Errors will always be there -- that's just a basic fact of life. It is thus crucial for those who perform structural analysis to draw their conclusions based on not one or just a few purposely selected structures, but on a more objective and extensive ground.

Two web-interfaces to 3DNA, and more

As a nice surprise, I found in the 2009 web-server issue of NAR published on July 1, two articles on web-interface to 3DNA back-to-back:

"3D-DART: a DNA structure modelling server" by van Dijk and Bonvin from Utrecht University, The Netherlands. Excerpt from the abstract:
As a response to the demand for 3D-structural models reflecting the intrinsic plasticity of DNA we present the 3D-DART server (3DNA-Driven DNA Analysis and Rebuilding Tool). The server provides an easy interface to a powerful collection of tools for the generation of DNA-structural models in custom conformations. The computational engine beyond the server makes use of the 3DNA software suite together with a collection of home-written python scripts.
"Web 3DNA—a web server for the analysis, reconstruction, and visualization of three-dimensional nucleic-acid structures" by Zheng, me and Olson. Excerpt from the abstract:
The w3DNA (web 3DNA) server is a user-friendly web-based interface to the 3DNA suite of programs for the analysis, reconstruction, and visualization of three-dimensional (3D) nucleic-acid-containing structures, including their complexes with proteins and other ligands.

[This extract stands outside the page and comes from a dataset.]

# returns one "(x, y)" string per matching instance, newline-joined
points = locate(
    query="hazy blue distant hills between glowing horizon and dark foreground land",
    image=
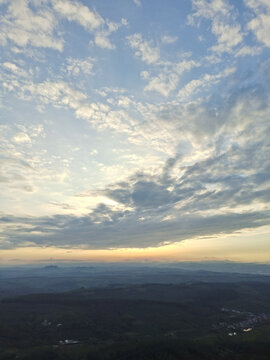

While I was aware of 3D-DART prior to its publication, I certainly did not expect it to appear in the same issue as w3DNA of which I am a co-author. There is nothing more compelling to illustrate 3DNA's value to the community than a third-party web-interface to it! Combined together, these two web-servers make 3DNA much more accessible to even wider audience. Specifically, they could well serve for education purposes, e.g., to conveniently build a DNA-model of A-, B- or C-form, with user-supplied sequences. Users would be glad to have a choice that better fits their needs. In the long run, the one which provides best user-support will survive.

It is also worthy noting the in the same 2009 NAR web-server issue, another paper titled "SARA: a server for function annotation of RNA structures" by Capriotti and Marti-Renom from Spain also makes use of 3DNA. This serves to emphasize the point that 3DNA is not just for DNA, but for RNA as well -- 3DNA has unique features for RNA that are not found in other currently available software tools that I am aware of.